Healthy.io’s services are hosted on AWS and GCP Cloud Services, thus enabling continuous global activation even if one location fails. AWS and GCP span multiple geographic regions and provide numerous redundancy provisions, allowing Healthy.io servers to remain resilient in the event of almost any failure modality.
Healthy.io identifies when critical business processes require business continuity and recognizes events that can cause interruptions to their essential business processes. It can mitigate information security aspects of business continuity with risk assessments that determine the probability and impactful interruptions based on cost, damage, scale, and recovery period. These risk assessment results provide the overall approach to the business continuity strategy. After these results create and develop the strategy to identify problems, management endorses the strategy and arranges plans to implement it.Healthy.io protects its employees against or limits the effects of various types of denial-of-service attacks.
Healthy.io can implement recovery and restore business operations, establishing the availability of information in the timeframe required by predisposed business objectives without deteriorating security measures. The contingency program addresses required capacity, identifies critical missions and business functions, defines recovery objectives and priorities and identifies roles and responsibilities. Key contingency personnel receive copies of the business continuity plans. The company identifies alternative storage and processing sites (permanent and/or temporary) at a sufficient distance from the primary facility and configures them with security measures equivalent to the main site. Healthy.io has established the necessary third-party service agreements to allow for the resumption of information systems operations of critical business functions within the period defined based on the risk assessment, including Recovery Time Objectives (RTO), per Healthy.io’s availability requirements.

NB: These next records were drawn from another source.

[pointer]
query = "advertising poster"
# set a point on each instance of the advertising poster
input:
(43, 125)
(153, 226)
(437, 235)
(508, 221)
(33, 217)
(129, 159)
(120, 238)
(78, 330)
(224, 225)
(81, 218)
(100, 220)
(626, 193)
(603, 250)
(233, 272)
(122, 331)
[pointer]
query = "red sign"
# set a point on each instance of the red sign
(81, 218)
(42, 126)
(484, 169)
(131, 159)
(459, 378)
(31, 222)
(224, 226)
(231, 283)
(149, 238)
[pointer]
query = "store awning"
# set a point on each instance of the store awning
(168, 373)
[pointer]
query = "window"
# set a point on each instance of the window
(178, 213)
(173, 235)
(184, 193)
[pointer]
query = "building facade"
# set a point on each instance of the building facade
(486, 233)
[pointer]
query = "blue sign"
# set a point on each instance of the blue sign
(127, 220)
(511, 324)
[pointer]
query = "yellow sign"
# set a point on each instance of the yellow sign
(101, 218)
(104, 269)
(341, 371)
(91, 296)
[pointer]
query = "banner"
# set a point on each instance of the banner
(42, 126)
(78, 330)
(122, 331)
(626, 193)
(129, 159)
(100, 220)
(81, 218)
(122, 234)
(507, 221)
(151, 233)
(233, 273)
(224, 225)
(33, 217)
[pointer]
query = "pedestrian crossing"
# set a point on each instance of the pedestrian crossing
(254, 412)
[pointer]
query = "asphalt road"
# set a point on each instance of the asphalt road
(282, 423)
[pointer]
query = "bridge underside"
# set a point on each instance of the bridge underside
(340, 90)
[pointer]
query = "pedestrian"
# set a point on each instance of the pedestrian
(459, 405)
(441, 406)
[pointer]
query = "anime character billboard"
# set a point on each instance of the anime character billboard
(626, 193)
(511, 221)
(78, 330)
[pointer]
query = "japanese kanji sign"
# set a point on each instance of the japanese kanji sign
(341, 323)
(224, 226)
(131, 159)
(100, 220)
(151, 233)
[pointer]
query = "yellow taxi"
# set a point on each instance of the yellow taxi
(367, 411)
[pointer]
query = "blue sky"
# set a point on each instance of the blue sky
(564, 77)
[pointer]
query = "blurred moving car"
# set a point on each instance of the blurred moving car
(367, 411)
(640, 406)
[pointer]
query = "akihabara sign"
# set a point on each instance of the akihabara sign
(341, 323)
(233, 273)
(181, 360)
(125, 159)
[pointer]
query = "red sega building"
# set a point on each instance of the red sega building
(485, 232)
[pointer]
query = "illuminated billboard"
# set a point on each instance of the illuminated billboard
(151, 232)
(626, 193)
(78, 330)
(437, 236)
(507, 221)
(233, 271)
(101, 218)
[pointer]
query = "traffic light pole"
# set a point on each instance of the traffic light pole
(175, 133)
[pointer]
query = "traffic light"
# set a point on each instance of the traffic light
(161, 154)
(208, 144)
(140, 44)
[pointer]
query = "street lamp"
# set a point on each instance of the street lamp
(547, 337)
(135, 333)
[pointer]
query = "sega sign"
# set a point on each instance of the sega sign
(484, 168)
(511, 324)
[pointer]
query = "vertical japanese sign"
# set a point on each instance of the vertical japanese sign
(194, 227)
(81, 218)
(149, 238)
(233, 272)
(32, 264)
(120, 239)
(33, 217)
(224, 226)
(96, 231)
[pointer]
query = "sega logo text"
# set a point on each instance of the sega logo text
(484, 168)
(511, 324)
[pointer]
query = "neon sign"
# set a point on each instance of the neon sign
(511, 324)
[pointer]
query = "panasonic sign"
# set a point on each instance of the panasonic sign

Healthy.io stores its Business continuity plans in remote locations. It has established alternate telecommunications services sufficiently separate from the primary service provider with priority-of-service provisions.Healthy.io creates, at a minimum, one business continuity plan and ensures each plan (i) has an owner, (ii) describes the approach for continuity, ensuring at a minimum the process to maintain information or information asset availability and security, and (iii) specifies the escalation plan and the conditions for its activation, as well as the individuals responsible for executing each component of the plan. When it identifies new requirements, it appropriately amends the existing emergency procedures.
Emergency procedures, manual ‘fallback’ procedures, and resumption plans are the responsibility of the owner of the business resources or processes involved; fallback arrangements for alternative technical services, such as information processing and communications facilities, are the responsibility of the service providers.
The business continuity planning framework addresses a specific, minimal set of information security requirements.
Capacity monitoring addresses:
Identifying capacity requirements for each new and ongoing system/service;
The projection of future capacity requirements, taking into account current use, audit record storage requirements, projected trends, and anticipated changes in business requirements;
System monitoring and tuning to ensure and improve the availability and effectiveness of current systems.